Alina no recibió noticias de Jonás, pero sí una llamada de Ernesto Lozoya.
—Ali, ¿tienes tiempo para venir a la hacienda? Mandaré al chofer a recogerte. Ese sinvergüenza de Jonás también ha vuelto.
En ese momento, Alina acababa de terminar de limpiar el pequeño apartamento donde vivía antes de casarse. Al escuchar la voz del anciano, teñida de una autoridad que no admitía réplica, sintió un nudo en el estómago.
Fue el abuelo quien, después de lo que pasó con Jonás, lo presionó para que se hiciera responsable y se casara con ella.
También fue él quien, ante el desprecio y las dificultades que le ponía su suegra, ordenó que ella y Jonás se mudaran a vivir solos.
En sus siete años de matrimonio con Jonás, lo único que Alina no sabía era cómo decirle al abuelo que quería el divorcio.
Ahora que el abuelo los llamaba a ambos, era probable que ya supiera algo.
Al entrar en la Hacienda Lozoya, en las afueras de San Jerónimo, Alina divisó una figura familiar en el patio.
Jonás, apoyado en su Bentley negro, sostenía un cigarro entre los dedos. El humo se arremolinaba a su alrededor, perfilando una mandíbula tensa y un rostro de líneas duras, claramente de mal humor.
Alina abrió la puerta del carro, y sus tacones resonaron suavemente sobre las losas de piedra.
Él levantó la vista al oírla. Sus ojos oscuros, carentes de calidez, la recorrieron con su habitual distancia, mezclada con una pizca de irritación apenas perceptible.
Alina se sintió aún más segura de que el abuelo se había enterado de lo suyo con Josefina.
—¿Llegaste?
La voz de Jonás era gélida, y su mirada sobre Alina parecía la de quien observa algo molesto.
—Más puntual que nadie.
Alina no respondió, se quedó de pie, mirándolo.
—¿Qué? ¿Te comió la lengua el gato?
Jonás soltó una risa burlona y la miró de arriba abajo, deteniéndose en su vientre. —El abuelo prometió darte el tres por ciento de las acciones cuando nazca el bebé. ¿Crees que con su apoyo ya puedes hacer lo que se te antoje?
—Recuérdalo bien: aunque te hayas casado conmigo y seas la señora Lozoya, no eres más que un perro que mantengo a mi lado.
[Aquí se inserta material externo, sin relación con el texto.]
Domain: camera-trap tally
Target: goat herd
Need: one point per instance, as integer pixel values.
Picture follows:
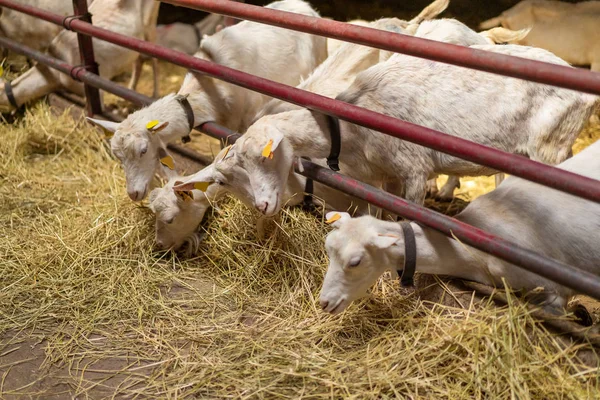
(516, 116)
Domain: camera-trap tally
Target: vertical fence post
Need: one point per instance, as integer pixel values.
(86, 52)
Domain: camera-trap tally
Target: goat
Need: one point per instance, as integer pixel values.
(329, 79)
(570, 31)
(122, 16)
(513, 115)
(547, 221)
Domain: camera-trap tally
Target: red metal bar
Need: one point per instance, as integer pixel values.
(583, 80)
(515, 165)
(86, 52)
(564, 274)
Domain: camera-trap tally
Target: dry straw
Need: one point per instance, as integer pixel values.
(80, 280)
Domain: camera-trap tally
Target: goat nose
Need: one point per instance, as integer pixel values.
(324, 304)
(133, 195)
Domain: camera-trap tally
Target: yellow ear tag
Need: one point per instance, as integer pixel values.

Alina se tensó y levantó la vista. —Jonás, a mí nunca me ha importado el título de señora Lozoya.
Jonás soltó un bufido de desdén. —Si nos divorciamos, ¿no se irían al traste todos tus años de esfuerzo?
—Alina, te aconsejo que te comportes. Ten a ese bebé y no intentes ninguna estupidez.
—Tú no estás en posición de negociar conmigo, y mucho menos de meterte en mis asuntos con Nayeli.
—¡¿Qué estupideces estás diciendo, mocoso?!
Un grito furioso resonó detrás de ellos. Ernesto, apoyado en su bastón, salió del corredor, seguido por Ricardo.
El anciano tenía el rostro lívido. —¿Qué tiene de bueno esa mujer? ¿Vale la pena que le hables así a tu esposa por ella?
—Te dije que terminaras con esa mujer, ¿acaso no entiendes?
La voz de Jonás era dura. —Abuelo, Josefina es diferente. Es una experta en inteligencia artificial, la empresa la necesita.
El abuelo, furioso, resopló. —¡Ali también estudió inteligencia artificial en la universidad! ¡Ponla a ella en la empresa y ya está!